Physician CV Format
The new year is finally here, which means many residents, fellows, and practicing physicians will start their job search for employment later this year. One important aspect of any physician job search is creating or updating their Physician CV. If you are one of those physicians who need to create or update your CV, make sure that you are familiar with how a CV should be.
Keep formatting the same throughout.
Your CV is a representation of you, so you want to make sure that if you are boasting your organizational skills, you want to make sure that you are proving it with your CV. I have come across multiple CVs that have multiple variations of date formats, font types, or font sizes. Use the same font type throughout the entire CV, keep all headers formatted the same, and format dates and years the same throughout.
Organize the information to make sense.
Even though there is no set order for the sections in your CV, make sure that the order your presenting makes sense.

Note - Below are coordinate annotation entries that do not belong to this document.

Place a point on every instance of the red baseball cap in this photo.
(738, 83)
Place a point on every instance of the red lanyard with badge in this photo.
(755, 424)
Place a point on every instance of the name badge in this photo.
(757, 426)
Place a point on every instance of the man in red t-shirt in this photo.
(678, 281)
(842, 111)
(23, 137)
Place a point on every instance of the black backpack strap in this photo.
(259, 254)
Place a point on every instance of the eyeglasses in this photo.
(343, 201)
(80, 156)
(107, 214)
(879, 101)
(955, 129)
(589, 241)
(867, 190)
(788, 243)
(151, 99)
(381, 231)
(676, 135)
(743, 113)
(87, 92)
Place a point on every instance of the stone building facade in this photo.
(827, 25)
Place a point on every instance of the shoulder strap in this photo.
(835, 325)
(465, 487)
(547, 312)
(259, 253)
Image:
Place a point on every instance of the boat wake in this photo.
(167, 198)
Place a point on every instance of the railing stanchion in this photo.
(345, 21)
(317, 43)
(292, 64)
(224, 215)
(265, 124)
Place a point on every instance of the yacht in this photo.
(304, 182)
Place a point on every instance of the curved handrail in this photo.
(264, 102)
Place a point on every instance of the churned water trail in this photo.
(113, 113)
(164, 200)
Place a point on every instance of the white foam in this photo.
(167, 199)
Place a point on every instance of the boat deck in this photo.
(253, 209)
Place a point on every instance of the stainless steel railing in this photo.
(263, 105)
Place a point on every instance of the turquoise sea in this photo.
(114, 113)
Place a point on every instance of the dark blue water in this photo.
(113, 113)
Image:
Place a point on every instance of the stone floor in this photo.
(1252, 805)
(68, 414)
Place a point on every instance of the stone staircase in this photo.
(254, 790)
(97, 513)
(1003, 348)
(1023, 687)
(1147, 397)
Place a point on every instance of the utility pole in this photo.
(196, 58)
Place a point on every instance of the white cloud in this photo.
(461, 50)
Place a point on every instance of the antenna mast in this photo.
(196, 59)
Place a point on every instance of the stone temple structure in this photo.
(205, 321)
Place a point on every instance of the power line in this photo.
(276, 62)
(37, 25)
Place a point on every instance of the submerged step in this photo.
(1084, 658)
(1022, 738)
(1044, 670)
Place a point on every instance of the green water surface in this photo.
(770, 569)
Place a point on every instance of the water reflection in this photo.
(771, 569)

For instance, if you are still in training, you should not have your education and training listed on the last page. As you are entering the information into each section, also remember to keep the information in reverse chronological order. This means that you will need to list the information from the most recent start date to the least recent start date. This allows employers to easily read through the information without having to search to decipher the correct order.
Include the information they need.
Job opportunities often include specific certifications, licensure, or requirements for the opportunity, so make sure that you are not omitting that information from your CV. Include past experiences that are relevant to the opportunity that you are applying to. You do not need to include positions that are non-medical like Target sales associate unless that is explaining a gap in your employment or training. This allows your CV to focus on the information that physician recruiters are interested in.
Keep it brief.
In certain sections of your CV, like the job experience section, you will need to give a brief description of your duties. Make sure that as you are writing these descriptions that you are keeping them to 3 or fewer sentences, or a few bullet points. You do not have to list out every task and responsibility, but those that are most relevant to the opportunity you are applying to. By keeping your descriptions brief, it will also help to keep your CV at a readable length.
Keep it readable.
Your CV should range anywhere between one and five pages, depending on your experiences. Some CVs are longer due to extensive locum tenens positions or research, but you do not want your CV to go over five pages. If you notice that your CV is longer than five pages due to one of the previously mentioned reasons, opt to label the section, "Selected Locums Positions" and list those that are most recent or most relevant to the opportunity. The same goes for research and publications on your CV. Keep the full list of past positions, research, or publications in a separate document that you can send over when requested by the recruiter.